Ce mardi, les treize membres de l'Organisation des pays exportateurs de pétrole (Opep) reprennent leurs discussions pour tenter d'arrêter une position commune sur leurs quotas de production.

Aucune réunion avec l'ensemble des ministres n'est prévue comme ce fut le cas ce lundi, mais "plutôt des échanges informels", a indiqué une source de l'organisation à l'AFP.

Après environ quatre heures de conclave par visioconférence, le cartel avait choisi de remettre ses pourparlers à ce mardi, une option interprétée comme un signe de désaccord au sein du groupe par les observateurs de marché. La surprise est d'autant plus grande que, pour nombre d'entre eux, la décision semblait jouée d'avance.

En revanche, la seconde partie des discussions réunissant l'Opep et ses 10 alliés de l'Opep+ (parmi lesquels on retrouve le Mexique mais surtout la Russie) a été repoussée à jeudi.
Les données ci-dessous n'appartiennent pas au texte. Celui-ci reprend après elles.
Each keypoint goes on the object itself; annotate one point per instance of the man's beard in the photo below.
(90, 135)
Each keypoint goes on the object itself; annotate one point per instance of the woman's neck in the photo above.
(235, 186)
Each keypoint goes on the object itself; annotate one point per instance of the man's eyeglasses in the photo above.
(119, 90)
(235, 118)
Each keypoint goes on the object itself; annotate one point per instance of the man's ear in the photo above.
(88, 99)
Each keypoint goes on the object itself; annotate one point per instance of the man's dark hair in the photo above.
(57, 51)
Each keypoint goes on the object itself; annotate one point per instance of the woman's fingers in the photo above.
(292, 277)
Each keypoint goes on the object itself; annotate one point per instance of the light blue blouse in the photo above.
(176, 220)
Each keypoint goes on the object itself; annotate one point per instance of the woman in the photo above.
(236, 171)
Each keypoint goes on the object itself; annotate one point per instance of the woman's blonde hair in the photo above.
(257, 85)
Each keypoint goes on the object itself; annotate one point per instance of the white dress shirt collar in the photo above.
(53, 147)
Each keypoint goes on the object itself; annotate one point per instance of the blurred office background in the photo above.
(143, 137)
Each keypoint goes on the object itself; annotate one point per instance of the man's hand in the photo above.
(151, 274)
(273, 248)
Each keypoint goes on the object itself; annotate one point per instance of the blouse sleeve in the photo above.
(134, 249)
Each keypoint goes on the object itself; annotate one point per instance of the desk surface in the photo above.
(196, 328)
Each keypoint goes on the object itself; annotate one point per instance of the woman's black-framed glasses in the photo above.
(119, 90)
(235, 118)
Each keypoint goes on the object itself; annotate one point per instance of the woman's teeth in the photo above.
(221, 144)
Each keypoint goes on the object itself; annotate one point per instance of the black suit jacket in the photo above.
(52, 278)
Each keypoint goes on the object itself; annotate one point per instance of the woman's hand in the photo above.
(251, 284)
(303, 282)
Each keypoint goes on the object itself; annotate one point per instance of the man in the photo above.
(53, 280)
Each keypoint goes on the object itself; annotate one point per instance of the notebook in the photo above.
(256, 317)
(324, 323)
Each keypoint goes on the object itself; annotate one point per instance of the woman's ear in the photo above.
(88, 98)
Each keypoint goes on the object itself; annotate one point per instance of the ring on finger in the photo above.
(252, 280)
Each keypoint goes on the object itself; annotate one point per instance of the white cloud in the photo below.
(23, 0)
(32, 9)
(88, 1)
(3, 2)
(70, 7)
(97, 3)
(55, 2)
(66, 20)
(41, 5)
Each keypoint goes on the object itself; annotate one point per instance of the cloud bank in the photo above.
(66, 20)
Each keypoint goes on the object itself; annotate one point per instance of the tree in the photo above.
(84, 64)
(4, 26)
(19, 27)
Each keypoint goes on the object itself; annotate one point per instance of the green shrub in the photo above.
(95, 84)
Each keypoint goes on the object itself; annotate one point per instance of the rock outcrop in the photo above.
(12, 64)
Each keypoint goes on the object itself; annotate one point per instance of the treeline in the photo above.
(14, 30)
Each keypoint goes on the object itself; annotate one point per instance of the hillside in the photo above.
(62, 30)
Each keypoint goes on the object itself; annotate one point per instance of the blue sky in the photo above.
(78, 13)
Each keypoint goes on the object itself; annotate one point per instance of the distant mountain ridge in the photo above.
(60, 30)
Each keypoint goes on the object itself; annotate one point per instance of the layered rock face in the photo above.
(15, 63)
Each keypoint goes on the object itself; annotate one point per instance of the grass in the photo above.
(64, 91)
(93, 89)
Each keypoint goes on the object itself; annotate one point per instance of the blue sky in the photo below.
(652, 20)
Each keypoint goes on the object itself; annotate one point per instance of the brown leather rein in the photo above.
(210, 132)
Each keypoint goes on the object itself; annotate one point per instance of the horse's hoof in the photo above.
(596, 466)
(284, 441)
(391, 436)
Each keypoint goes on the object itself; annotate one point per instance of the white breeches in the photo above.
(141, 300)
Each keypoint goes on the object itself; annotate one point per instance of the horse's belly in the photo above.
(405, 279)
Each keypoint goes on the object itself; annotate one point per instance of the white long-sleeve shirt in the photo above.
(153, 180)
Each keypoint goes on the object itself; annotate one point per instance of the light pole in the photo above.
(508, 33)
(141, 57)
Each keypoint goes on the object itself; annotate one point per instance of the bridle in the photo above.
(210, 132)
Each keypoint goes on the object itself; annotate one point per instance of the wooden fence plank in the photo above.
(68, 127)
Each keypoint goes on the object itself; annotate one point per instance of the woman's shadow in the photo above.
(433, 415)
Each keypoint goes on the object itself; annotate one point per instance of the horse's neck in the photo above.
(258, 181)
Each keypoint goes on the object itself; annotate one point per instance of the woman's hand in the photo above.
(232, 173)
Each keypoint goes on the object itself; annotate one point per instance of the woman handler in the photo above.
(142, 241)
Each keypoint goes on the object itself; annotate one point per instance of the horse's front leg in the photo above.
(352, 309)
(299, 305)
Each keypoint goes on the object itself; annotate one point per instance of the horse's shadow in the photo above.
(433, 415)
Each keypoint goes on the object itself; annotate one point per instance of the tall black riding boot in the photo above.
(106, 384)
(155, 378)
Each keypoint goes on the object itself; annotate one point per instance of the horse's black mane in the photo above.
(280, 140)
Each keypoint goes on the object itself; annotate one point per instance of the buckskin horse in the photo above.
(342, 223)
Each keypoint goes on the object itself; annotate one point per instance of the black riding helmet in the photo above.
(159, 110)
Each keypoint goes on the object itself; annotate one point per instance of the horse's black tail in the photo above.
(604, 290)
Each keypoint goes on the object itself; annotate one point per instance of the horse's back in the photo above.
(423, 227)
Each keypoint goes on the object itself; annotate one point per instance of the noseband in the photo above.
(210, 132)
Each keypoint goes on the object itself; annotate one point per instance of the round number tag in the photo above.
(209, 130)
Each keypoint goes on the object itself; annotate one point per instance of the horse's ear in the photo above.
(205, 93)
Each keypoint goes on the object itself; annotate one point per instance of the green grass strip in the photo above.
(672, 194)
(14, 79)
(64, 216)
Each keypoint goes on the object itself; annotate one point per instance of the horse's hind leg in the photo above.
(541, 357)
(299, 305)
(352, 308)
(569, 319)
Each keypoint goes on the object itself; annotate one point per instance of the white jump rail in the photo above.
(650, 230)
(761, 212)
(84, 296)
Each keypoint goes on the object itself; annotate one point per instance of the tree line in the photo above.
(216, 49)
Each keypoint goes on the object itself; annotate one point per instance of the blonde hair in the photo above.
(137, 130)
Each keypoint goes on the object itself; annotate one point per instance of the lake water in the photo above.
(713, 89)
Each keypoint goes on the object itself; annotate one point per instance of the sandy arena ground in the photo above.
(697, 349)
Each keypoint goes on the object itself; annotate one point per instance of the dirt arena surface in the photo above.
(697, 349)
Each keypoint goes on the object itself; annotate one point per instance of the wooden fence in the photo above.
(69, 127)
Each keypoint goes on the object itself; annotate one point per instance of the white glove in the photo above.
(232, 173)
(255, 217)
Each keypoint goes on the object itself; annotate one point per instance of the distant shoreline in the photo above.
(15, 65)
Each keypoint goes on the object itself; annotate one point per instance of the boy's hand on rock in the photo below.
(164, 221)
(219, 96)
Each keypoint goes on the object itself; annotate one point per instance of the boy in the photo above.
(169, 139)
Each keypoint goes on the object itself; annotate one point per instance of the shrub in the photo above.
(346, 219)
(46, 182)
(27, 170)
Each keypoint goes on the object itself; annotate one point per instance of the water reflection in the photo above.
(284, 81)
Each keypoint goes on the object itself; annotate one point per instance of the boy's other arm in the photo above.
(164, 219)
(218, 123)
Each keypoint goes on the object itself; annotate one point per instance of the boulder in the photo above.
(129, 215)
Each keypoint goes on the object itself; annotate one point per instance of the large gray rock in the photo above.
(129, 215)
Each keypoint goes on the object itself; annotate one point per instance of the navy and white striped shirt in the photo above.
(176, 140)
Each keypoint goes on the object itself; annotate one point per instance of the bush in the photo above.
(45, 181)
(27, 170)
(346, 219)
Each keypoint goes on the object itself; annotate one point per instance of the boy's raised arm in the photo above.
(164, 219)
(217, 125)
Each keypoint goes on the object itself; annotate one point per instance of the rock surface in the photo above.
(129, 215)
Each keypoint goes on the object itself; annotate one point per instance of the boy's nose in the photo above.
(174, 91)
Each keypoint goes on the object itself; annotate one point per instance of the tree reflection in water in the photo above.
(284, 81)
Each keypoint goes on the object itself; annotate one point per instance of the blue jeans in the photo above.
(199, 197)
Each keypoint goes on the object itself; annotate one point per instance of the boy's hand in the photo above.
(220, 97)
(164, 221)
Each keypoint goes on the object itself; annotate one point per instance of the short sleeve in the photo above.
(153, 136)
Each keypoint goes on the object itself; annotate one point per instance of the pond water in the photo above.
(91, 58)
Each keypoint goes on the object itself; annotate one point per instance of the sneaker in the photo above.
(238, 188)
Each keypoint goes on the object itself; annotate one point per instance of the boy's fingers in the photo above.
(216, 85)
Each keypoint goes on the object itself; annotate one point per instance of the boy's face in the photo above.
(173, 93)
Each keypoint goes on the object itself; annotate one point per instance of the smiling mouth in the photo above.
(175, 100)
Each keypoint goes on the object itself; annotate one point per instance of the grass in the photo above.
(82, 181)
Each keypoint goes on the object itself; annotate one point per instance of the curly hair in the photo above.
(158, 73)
Ce retard "reflète les questions qui restent à régler", a commenté Ann-Louise Hittle, de Wood Mackenzie.

Dépendance à un vaccin

En avril, il avait initialement été prévu de faire revenir sur le marché près de 2 millions de barils quotidiens supplémentaires dès janvier 2021. Face à une fin d'année entravée par une deuxième vague de Covid-19 dans de nombreux pays, cette décision semble désormais prématurée pour beaucoup d'acteurs.

Toutefois, la récente remontée des prix du brut (de l'ordre de 25% depuis le début du mois), portée par les annonces de laboratoires pharmaceutiques comme AstraZeneca, Pfizer/BioNTech ou Moderna au sujet d'un prochain vaccin contre le Covid-19, pousse certains participants à l'optimisme et donc à s'accrocher au calendrier en vigueur.

D'autant que les coupes volontaires représentent un effort pénible pour les recettes des producteurs, même si ces réductions ont contribué à faire repartir les prix à la hausse.

"Si certains considèrent que le marché est encore trop fragile pour accepter davantage de barils, d'autres sont désireux d'augmenter la production et de tirer le meilleur parti de la hausse des prix", a résumé Avtar Sandu, analyste de Phillip Futures.

Les deux cours de référence du brut, le Brent de Mer du Nord et le WTI américain, restaient calmes face à ces rebondissements, dont le cartel est finalement assez coutumier. Ils étaient proches de l'équilibre en début de séance européenne, après avoir cependant perdu un peu de terrain la veille.